A PILGRIMAGE THROUGH ‘IN MEMORIAM’ 57

So careful of the type?’ but no.
From scarped cliff and quarried stone
She cries, `A thousand types are gone:
I care for nothing, all shall go.


‘Thou makest thine appeal to me:
I bring to life, I bring to death:
The spirit does but mean the breath:
I know no more.’ And he, shall he,


Man, her last work, who seem’d so fair,
Such splendid purpose in his eyes,
Who roll’d the psalm to wintry skies,
Who built him fanes of fruitless prayer,


Who trusted God was love indeed
And love Creation’s final law—
Tho’ Nature, red in tooth and claw
With ravine, shriek’d against his creed—


Who loved, who suffer’d countless ills,
Who battled for the True, the Just,
Be blown about the desert dust,
Or seal’d within the iron hills?


No more? A monster then, a dream,
A discord. Dragons of the prime,
That tare each other in their slime,
Were mellow music match’d with him.


O life as futile, then, as frail!
O for thy voice to soothe and bless!
What hope of answer, or redress?
Behind the veil, behind the veil.

Tennyson’s geological knowledge has disabused him of the notion that if nature is careless of individuals, she is careful of species. All the latest fossils told a different story, as one extinct species after another was discovered. He knows that humankind may also disappear, but he protests that it is nature’s last and best production. The optimism of his culture could not imagine any natural species better than humanity.
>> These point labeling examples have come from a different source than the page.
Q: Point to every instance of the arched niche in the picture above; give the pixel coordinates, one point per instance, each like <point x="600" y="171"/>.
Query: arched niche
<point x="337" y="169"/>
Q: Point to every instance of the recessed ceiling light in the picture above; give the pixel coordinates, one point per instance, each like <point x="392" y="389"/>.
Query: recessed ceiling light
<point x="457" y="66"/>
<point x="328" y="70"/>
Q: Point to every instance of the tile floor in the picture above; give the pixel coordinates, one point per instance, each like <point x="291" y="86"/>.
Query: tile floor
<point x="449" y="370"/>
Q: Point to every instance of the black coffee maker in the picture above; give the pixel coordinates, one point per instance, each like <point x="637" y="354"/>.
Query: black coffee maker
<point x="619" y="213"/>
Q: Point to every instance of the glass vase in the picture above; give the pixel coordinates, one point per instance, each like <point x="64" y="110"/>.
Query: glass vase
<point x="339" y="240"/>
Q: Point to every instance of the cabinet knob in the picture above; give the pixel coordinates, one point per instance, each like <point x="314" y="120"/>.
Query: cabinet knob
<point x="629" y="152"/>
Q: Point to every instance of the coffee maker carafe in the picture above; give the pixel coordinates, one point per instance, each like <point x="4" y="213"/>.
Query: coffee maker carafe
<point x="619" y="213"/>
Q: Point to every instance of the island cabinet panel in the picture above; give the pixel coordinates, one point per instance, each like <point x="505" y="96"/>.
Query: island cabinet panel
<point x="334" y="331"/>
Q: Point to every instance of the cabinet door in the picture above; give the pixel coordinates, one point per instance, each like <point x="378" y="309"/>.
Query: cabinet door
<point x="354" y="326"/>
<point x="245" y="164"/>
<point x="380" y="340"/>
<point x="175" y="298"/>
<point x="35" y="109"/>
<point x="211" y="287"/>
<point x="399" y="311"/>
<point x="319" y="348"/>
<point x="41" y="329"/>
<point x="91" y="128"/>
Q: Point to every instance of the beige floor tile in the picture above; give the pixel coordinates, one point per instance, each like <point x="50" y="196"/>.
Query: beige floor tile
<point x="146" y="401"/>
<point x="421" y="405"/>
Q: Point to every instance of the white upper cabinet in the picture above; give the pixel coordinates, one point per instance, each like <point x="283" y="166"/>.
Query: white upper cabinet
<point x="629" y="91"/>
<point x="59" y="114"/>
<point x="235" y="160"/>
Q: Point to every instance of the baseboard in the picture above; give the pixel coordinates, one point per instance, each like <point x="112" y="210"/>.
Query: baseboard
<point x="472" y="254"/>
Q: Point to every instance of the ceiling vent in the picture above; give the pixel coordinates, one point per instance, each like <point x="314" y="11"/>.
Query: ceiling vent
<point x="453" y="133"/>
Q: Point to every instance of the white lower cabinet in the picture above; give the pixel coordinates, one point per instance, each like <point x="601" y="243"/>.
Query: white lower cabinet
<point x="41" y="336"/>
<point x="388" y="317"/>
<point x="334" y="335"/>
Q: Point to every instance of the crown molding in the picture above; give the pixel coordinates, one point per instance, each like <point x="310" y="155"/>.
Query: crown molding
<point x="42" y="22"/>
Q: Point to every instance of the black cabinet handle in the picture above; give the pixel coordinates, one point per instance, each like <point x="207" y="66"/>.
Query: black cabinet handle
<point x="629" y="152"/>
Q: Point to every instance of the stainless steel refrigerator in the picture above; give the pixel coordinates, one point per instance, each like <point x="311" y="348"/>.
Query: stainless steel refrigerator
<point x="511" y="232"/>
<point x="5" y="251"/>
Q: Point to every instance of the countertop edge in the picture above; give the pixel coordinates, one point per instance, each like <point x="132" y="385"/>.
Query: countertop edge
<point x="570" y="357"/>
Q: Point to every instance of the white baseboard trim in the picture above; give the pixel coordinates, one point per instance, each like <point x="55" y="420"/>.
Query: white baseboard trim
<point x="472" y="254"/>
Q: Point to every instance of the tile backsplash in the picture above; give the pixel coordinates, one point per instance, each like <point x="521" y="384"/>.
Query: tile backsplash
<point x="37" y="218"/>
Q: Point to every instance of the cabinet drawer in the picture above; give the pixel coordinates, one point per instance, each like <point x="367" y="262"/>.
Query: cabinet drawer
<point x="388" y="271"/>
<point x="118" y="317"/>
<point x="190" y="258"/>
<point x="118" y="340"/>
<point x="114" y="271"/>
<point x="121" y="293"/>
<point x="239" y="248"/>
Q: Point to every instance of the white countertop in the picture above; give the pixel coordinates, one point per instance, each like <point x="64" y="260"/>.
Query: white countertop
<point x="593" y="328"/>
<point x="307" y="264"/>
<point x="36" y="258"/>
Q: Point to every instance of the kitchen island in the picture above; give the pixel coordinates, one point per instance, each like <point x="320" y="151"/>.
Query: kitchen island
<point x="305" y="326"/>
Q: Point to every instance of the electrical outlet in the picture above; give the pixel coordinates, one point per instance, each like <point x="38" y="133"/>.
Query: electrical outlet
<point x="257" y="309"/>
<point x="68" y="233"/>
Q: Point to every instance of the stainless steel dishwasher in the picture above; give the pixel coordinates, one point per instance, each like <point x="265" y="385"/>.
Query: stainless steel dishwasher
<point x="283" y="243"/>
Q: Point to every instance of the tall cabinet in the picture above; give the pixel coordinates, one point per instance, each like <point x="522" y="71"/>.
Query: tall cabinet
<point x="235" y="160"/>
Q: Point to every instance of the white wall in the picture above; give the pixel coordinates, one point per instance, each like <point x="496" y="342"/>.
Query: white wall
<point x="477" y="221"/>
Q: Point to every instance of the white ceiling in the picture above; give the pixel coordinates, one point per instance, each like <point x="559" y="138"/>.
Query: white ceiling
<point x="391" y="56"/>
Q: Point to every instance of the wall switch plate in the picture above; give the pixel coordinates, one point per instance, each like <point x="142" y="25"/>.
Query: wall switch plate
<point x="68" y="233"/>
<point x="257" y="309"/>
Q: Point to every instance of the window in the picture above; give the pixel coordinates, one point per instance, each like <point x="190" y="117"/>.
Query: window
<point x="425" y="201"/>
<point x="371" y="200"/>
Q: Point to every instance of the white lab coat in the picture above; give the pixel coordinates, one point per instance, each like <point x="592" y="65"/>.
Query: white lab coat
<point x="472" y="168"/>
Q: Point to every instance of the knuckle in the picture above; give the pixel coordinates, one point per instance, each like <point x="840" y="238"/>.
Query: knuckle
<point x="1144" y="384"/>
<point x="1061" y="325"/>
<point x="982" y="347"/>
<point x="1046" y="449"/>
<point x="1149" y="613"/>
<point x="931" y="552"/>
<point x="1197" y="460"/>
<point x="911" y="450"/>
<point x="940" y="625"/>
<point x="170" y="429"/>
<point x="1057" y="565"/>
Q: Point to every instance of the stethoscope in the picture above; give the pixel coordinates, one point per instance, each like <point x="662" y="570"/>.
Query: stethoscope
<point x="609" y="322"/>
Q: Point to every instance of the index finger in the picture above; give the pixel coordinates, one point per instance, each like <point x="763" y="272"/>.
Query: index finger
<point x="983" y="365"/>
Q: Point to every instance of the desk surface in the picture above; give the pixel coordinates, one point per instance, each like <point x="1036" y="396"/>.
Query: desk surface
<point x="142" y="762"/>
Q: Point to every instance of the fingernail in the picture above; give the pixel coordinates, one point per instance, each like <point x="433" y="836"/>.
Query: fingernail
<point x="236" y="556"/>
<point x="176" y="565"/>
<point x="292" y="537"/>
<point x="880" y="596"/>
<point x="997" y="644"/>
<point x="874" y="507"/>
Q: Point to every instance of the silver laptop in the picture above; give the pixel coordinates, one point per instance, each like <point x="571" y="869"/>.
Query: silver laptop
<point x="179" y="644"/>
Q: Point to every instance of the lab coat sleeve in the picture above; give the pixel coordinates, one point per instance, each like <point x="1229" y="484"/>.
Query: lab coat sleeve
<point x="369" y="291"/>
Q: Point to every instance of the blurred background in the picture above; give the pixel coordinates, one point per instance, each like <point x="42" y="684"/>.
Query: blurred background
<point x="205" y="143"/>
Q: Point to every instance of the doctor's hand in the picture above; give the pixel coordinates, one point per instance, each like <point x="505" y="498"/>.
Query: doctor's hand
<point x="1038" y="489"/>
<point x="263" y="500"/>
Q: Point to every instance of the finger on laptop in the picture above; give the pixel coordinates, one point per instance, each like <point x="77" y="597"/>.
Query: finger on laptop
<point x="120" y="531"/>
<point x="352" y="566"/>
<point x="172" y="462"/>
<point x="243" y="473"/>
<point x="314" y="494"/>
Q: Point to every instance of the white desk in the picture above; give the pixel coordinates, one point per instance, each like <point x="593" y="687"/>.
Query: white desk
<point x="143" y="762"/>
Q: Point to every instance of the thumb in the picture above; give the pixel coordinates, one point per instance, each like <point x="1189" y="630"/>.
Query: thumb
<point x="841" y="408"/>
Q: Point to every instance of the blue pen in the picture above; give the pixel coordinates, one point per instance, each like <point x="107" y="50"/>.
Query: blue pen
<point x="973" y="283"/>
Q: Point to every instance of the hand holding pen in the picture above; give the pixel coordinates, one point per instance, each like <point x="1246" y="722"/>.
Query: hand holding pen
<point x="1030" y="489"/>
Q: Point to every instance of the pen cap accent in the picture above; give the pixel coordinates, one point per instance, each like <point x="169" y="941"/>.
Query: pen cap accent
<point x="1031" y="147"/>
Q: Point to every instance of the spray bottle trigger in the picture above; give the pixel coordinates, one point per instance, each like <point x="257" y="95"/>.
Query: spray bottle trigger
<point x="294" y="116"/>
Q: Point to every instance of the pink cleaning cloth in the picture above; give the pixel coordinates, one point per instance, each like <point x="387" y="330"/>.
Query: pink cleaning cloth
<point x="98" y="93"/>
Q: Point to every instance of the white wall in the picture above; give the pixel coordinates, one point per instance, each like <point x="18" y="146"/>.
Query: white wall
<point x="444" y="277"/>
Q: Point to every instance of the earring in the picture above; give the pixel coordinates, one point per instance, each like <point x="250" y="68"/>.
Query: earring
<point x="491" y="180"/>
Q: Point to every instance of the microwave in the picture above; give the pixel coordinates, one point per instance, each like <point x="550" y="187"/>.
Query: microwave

This very humanity that placed trust in a deity, could it be reduced to nothing more than lifeless dust? He uses human belief in divine love expressed in creation, to protest against a nature famously described as ‘red in tooth and claw”. He characterises his own species as loving and striving for justice, conveniently forgetting its hate and its bombs. The negative aspect of humanity, nevertheless, may be present in the comparison with ‘dragons that tare each other in their slime”, (a reference to the discovery of saurian remains)

He appeals to Hallam to speak words of blessing, but accepts that his friend is ‘behind the veil’ between humanity and God.

This anguished protest against nature, arises from the fact of natural death, which Tennyson could not accept without rebellion. In the instance of my daughter’s death, I felt no sense of outrage at nature. Perhaps, if she had died from COVID which was just reaching pandemic status at that time, I might have responded differently, but as her addiction had destroyed the natural health of her body, I accepted then, as I had for some time, that death was a logical outcome of her habit. I did not think that death diminished her worth or beauty, or that it does so in any instance of human death. Our treatment of ourselves and others, however, often does.

My younger brother who died of cancer when he was just retired from work, urged me to treat death as an aspect of the contingency of life, of the happenstance of the universe. We are here accidentally, he believed, and that is our glory. No form of comfort for bereavement should be allowed to spoil that splendour. I agree with his intention, but do not think it is the whole truth.